1. Parliamentary candidates used to be selected by mass-membership parties in which an ability to persuade or to build wide support was valued. Today, parties have been captured by fanatics and narcissists who select candidates in their own image; this problem has been exacerbated by the fact that there are bigger rewards on offer outside of parliament, which (at the margin) selects against some able people.
2. Ministers used to be selected as the most able MPs. Today, more premium is placed upon toeing the party line. The wretched Chris Grayling or Liam Fox thus occupy office because they are Brexiters, rather than because of any competence or character.
3. MPs used to see their role in Burkean terms - as being members of a “deliberative assembly” exercising independent judgment. In this way, the “hasty opinion” of the public was sometimes selected against. Today, with the rise of referendums and conception of politics as just another arena where the customer is king, this conception has declined.
4. We used to think that free debate would select for good ideas and against bad. As Mill wrote:
[Mankind’s] errors are corrigible. He is capable of rectifying his mistakes by discussion and experience. Not by experience alone. There must be discussion, to show how experience is to be interpreted. Wrong opinions and practices gradually yield to fact and argument.
Today, this seems doubtful. People are asymmetric Bayesians. Confronted with opposing evidence, thy double-down (pdf) on their prejudices rather than yield to fact. Debate doesn’t therefore select properly for better ideas. (The BBC’s impartiality between truth and falsehood reinforces this failure).
5. Maybe there was a time when the media selected for intelligence or at least against egregious scumbags. Today, it doesn’t. In the 90s, David Irving was shut out of the public domain. Today, though, he’d have lots of Twitter followers and broadcasters, desperate to attract the viewers and attention that comes from controversy, would no doubt invite him onto their shows – as they do with Bannon, Gorka and Farage. This lust for mindless controversy – what I’ve called politics as wrestling – means that buffoonish charlatans like Johnson get attention whilst decent thoughtful MPs such as Jesse Norman do not. (A lot of the left should also be blamed here for preferring the moralistic posturing of “calling out” to engaging with serious ideas.)
Now, I’m not pretending that there was ever a golden age of perfect deliberation. There never was. Politics has always had a share of duffers and crooks. I just suspect that its selection mechanisms are more dysfunctional now than in the past. Bad ideas and bad people are more likely to be selected for rather than against. (This of course is not to deny that there are still some decent people left in politics: there are.)

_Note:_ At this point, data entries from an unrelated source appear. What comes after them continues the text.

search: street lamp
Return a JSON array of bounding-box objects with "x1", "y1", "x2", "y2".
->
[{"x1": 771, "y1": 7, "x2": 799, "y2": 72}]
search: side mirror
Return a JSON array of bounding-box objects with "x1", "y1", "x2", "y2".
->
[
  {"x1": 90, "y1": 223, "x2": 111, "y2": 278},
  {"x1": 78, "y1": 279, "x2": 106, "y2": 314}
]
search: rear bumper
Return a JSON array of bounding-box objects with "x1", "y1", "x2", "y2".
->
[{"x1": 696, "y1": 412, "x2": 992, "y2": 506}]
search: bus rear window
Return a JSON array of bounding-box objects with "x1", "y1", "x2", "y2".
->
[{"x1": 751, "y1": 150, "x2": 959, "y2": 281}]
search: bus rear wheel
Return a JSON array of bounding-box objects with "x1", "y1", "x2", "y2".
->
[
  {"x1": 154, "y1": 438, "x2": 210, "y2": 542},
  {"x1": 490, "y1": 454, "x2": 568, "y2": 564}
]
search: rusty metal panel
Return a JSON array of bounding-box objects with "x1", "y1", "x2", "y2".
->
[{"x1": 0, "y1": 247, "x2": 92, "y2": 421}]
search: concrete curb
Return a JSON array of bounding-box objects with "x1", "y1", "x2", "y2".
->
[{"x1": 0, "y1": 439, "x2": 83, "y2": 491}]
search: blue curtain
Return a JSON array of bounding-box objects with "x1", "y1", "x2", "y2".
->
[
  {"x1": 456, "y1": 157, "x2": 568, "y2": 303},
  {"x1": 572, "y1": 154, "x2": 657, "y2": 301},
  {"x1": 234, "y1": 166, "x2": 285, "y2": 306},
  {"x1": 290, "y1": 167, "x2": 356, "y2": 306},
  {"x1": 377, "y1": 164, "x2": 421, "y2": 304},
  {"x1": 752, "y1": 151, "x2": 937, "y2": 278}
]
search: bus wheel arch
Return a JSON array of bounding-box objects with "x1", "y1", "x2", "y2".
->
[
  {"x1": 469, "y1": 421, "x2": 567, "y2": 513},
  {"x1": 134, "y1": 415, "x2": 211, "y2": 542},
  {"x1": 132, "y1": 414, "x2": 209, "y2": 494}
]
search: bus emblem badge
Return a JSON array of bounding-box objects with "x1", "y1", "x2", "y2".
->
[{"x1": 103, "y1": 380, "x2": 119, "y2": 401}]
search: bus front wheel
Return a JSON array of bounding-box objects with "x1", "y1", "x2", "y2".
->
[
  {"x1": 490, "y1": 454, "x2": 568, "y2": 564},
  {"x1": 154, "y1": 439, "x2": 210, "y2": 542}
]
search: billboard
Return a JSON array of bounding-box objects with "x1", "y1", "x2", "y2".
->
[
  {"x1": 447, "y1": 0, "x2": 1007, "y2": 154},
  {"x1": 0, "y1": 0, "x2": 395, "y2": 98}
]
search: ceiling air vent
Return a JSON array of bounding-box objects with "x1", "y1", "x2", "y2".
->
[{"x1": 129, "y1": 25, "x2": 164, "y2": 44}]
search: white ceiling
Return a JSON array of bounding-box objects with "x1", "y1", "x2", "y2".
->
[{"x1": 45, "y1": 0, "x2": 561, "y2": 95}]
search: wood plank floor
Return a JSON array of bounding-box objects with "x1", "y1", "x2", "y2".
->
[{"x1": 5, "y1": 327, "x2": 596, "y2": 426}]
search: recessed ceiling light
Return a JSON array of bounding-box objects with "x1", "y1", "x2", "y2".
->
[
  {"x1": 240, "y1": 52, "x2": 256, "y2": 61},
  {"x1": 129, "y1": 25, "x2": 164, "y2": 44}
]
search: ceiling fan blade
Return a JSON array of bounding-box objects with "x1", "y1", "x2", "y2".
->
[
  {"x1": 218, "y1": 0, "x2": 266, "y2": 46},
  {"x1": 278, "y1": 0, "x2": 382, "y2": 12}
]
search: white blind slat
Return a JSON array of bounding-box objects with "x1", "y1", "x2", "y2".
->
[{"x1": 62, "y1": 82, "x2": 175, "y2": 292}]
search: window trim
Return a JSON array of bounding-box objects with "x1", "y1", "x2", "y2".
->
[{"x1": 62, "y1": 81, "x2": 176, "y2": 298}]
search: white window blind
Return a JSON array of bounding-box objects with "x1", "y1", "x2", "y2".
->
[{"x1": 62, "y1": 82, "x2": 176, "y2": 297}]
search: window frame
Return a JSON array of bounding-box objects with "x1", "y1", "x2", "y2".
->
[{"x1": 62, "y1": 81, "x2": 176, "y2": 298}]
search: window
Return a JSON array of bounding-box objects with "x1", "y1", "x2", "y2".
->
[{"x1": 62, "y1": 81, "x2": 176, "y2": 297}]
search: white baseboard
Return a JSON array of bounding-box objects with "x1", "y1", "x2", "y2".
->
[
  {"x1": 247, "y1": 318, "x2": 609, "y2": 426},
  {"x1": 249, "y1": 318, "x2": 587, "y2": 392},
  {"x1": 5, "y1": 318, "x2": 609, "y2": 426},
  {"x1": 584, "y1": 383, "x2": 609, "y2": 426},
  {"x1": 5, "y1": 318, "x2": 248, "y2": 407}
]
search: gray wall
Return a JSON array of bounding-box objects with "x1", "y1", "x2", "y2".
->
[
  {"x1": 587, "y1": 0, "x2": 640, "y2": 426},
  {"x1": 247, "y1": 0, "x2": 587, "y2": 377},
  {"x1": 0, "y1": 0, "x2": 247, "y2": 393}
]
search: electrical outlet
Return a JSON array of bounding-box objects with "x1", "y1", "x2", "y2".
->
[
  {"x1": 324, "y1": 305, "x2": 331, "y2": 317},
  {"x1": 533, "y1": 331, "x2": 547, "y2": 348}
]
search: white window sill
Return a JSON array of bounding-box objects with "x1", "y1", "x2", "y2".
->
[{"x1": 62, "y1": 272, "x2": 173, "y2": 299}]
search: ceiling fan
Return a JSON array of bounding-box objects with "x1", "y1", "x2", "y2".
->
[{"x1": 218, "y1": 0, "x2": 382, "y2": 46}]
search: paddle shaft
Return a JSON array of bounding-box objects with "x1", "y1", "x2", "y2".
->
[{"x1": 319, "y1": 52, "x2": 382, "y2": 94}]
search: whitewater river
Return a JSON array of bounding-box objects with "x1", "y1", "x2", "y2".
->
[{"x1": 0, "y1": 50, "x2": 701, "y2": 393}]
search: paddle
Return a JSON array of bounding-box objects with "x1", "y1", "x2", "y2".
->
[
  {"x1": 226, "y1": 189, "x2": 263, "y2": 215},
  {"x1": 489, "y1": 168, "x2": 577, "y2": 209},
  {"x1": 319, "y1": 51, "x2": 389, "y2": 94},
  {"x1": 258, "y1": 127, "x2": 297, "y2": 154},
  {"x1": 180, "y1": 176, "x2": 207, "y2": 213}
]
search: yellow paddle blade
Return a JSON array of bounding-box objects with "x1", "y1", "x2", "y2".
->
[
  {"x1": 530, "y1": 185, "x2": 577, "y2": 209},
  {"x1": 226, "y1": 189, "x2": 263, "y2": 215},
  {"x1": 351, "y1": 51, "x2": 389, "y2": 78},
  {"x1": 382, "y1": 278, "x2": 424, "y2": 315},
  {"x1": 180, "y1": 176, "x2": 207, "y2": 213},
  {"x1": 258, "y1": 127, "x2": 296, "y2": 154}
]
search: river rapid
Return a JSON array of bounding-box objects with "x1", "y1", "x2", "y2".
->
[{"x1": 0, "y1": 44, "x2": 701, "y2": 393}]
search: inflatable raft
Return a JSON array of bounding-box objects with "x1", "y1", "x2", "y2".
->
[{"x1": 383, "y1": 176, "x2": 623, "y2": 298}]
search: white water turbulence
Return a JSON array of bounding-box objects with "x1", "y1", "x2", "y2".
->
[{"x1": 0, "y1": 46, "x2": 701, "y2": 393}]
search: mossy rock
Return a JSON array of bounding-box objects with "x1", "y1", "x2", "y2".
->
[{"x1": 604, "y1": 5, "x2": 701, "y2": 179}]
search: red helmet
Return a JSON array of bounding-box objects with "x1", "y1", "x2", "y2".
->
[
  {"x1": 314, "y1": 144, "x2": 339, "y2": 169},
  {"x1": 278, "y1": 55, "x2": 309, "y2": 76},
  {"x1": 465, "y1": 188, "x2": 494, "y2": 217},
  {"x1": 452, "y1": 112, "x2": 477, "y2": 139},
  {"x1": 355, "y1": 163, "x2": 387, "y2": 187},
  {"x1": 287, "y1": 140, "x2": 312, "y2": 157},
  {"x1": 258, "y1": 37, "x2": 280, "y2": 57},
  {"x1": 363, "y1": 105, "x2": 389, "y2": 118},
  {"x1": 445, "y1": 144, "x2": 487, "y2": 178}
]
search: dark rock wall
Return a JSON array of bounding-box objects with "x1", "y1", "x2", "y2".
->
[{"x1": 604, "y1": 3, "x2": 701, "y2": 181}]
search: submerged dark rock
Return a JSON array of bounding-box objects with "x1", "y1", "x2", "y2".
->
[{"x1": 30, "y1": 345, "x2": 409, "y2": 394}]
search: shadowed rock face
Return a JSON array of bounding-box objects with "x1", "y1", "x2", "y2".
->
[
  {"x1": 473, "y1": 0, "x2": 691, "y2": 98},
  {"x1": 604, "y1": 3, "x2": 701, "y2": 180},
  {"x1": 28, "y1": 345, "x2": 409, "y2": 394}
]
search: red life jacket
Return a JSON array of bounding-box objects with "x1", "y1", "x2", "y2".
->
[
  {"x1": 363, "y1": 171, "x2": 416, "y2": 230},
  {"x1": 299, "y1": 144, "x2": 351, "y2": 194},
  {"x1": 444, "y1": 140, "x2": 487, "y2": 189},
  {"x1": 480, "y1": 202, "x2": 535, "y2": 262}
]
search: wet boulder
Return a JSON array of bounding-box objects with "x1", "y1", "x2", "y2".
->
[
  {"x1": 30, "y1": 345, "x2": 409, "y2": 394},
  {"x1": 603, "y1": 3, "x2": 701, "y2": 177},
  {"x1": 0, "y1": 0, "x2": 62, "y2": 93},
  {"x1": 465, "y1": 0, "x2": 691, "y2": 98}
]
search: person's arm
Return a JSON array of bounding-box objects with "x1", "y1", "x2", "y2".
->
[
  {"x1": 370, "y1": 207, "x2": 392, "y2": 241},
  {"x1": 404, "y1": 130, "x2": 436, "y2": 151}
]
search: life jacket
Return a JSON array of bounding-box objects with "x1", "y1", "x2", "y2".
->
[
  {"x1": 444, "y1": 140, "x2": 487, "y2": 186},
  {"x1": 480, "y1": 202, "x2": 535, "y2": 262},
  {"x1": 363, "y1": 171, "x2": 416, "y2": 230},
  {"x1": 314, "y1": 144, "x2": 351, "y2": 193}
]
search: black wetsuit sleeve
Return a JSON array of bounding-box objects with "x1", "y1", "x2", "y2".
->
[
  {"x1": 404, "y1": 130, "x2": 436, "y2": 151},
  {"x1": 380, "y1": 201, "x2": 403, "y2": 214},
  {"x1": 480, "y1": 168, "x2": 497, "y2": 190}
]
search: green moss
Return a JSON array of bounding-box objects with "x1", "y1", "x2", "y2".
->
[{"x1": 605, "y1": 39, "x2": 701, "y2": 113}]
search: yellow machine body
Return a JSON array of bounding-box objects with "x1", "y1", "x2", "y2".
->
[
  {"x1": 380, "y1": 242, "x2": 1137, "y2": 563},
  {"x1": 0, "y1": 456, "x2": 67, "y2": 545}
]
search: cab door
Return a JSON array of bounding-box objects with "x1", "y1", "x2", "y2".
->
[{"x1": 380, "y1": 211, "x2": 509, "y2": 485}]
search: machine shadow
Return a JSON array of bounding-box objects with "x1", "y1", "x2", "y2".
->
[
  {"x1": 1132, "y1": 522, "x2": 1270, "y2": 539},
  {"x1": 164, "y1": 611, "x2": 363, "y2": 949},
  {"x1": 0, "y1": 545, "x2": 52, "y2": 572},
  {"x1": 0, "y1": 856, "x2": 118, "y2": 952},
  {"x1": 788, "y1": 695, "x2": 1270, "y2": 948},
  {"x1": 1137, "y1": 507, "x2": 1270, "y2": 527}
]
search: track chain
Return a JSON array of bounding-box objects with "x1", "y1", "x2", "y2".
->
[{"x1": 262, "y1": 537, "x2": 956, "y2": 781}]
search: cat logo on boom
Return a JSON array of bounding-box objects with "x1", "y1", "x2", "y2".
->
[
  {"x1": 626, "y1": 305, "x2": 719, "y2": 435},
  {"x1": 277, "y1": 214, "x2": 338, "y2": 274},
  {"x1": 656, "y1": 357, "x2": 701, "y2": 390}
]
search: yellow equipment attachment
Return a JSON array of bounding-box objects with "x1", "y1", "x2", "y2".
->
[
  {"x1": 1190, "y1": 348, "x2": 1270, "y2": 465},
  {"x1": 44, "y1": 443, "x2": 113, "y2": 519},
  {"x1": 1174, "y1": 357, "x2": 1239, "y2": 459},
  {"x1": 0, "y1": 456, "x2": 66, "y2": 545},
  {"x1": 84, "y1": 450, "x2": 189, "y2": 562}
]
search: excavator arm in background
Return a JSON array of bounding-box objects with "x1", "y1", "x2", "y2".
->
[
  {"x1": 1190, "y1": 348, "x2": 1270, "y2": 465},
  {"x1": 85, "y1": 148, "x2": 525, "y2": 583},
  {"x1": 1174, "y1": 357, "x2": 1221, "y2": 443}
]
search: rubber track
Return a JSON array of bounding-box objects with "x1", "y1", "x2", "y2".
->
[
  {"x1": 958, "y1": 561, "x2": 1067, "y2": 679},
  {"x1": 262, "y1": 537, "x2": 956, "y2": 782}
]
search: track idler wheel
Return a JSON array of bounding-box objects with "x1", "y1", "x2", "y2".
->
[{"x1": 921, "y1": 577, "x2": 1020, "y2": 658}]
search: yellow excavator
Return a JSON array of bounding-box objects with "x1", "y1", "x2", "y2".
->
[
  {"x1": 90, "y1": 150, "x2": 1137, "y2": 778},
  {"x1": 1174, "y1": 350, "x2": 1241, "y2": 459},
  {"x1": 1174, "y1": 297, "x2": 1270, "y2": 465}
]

For me, at least part of the answer would be institutions (pdf) of deliberative democracy – mechanisms such as citizens juries which consider evidence and which help equalize political power by giving a say to the poor and downgrading the influence of the mass media. Paul Cotterill is right to call for a more Habermasian politics.
Merely saying this, of course, draws attention to the big problem here. Our current broken selection mechanisms serve the rich and powerful very well: why should they take a risk with deliberative, inclusive evidence-based policy-making? Perhaps, therefore, there is a tension between actually-existing capitalism on the one hand and a well-functioning democracy on the other.